We are facing real problems in our country right now. While other countries are saving, investing and building, the United States is spending, borrowing and patching.
Over the recent district work period, I held four town halls in the Second District, and my frustrations with the current attitude of individuals in Washington are the same frustrations I heard from Kentuckians -- the Majority in Congress must discontinue its path toward higher taxation and greater debt.
Our country's problems can be addressed with adjustments to fiscal and monetary policy. We are the greatest country in the world, but we need to move our country in a direction that ensures long term growth and leadership for our economy.
If you combine the United States state and federal corporate tax rates, it is the second highest in the industrialized world. These high rates are punishing the most innovative and successful firms.
Paul Otellini, president and CEO of Intel, the microchip maker, was in Washington in late February and said the United States corporate taxes and capital equipment credits are not conducive to investments.
For him to build a new factory from scratch here in the United States, it would cost about $4.5 billion dollars. If he chose to build that same factory in almost any other country in the world, he would save $1 billion dollars, just because of the tax breaks other governments give to new investors.
This heavy tax burden stifles the entrepreneurial spirit, which results in less investment in our workforce.
In December, I introduced legislation to reauthorize the Workforce Investment Act, which provides federal investment in job training, adult education and vocational rehabilitation services.
There has never been a more critical time to make sure our workforce has the opportunity to find new jobs or receive additional training.
I come from a small business, manufacturing background, and I have seen firsthand that unemployed or underemployed workers who receive additional training for new skills obtain a higher-paying job, which can radically transform their way of life.
The latest government readings by IHS Global Insight, an economic research firm, show that China's manufacturing sector is on the brink of passing that of the United States.
China has been pursuing policies that capitalize on manufacturing growth and we need to do the same.
As Kentuckians continue to work hard, the Majority in Congress continues to push irresponsible legislation that unfairly hurts our commonwealth.
The controversial energy legislation known as cap-and-trade is a job-killer, especially in Kentucky, and leads to even more government intrusion by creating a $624 billion national energy tax that will hurt all of us.
One of Kentucky's major economic advantages is plentiful, affordable electricity, making the commonwealth an attractive place for companies to move their manufacturing operations. Cap-and-trade legislation will dramatically raise the cost of power in Kentucky, forcing these companies to cut jobs or even move out of the state.

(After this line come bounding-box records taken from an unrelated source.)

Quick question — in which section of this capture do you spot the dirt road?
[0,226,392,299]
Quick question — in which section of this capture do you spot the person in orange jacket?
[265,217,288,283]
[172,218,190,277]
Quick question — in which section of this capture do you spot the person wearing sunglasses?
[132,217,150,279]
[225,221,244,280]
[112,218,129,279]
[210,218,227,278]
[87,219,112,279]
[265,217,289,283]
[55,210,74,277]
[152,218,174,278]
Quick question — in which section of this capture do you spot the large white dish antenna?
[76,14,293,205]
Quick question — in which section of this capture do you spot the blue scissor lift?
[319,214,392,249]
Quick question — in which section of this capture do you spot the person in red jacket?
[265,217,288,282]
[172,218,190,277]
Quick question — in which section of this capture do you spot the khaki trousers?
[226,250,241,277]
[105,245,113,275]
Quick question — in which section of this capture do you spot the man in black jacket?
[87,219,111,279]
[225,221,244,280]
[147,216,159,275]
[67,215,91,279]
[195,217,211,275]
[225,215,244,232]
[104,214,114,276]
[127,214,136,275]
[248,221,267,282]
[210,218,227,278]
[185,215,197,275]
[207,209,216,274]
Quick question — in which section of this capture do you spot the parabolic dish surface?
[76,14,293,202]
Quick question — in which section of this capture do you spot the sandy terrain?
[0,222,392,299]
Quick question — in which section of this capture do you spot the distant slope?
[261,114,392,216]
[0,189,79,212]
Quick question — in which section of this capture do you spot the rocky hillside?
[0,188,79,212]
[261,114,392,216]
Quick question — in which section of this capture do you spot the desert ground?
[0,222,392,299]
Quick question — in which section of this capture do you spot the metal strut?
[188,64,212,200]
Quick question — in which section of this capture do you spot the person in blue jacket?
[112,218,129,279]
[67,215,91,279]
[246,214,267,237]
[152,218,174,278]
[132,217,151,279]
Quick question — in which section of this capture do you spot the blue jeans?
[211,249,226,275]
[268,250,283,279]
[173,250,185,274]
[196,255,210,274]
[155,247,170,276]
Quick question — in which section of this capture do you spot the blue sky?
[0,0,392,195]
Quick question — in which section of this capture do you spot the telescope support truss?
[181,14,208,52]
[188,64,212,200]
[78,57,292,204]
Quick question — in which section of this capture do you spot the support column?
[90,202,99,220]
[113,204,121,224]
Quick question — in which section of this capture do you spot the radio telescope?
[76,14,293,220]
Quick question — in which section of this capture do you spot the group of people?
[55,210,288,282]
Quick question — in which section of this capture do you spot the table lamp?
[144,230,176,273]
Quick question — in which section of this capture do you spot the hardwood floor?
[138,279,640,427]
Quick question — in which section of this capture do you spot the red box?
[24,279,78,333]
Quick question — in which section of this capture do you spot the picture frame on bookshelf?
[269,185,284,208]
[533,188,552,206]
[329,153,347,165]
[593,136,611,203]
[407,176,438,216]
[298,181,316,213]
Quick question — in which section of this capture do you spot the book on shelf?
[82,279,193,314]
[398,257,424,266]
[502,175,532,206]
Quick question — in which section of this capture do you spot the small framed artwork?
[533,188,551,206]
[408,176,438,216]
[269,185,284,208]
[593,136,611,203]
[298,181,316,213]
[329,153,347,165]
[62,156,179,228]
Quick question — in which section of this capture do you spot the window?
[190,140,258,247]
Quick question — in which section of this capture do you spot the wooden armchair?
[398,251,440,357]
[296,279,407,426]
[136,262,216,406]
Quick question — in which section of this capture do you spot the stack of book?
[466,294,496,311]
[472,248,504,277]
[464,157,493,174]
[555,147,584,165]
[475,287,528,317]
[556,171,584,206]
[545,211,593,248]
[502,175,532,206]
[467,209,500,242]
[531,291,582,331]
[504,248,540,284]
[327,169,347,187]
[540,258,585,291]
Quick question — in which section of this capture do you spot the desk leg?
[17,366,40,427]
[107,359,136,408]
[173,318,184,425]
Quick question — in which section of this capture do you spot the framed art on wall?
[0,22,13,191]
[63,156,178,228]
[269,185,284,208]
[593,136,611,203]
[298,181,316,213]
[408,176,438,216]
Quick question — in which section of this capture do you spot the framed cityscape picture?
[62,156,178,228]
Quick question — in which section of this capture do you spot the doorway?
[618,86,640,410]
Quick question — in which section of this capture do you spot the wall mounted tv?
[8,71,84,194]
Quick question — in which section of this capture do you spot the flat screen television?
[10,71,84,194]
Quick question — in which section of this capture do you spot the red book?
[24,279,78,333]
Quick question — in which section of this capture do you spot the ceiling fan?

If you drive a car, turn on a light switch, buy an American-made product - you will pay this new energy tax. A study by the National Rural Electric Cooperative Association found that the average monthly utility bill for Kentuckians will go up by as much as $68 - that's $816 a year.
We need to take America back to its roots of capitalism, innovation and investment. Our country is facing its toughest economic challenges in recent memory, but Americans are hardworking and driven individuals.
As long as Washington is willing to stop taxing, borrowing and spending and to start investing in our infrastructure and workforce, Americans will succeed, get our economy back on track and remind us all what makes this country great.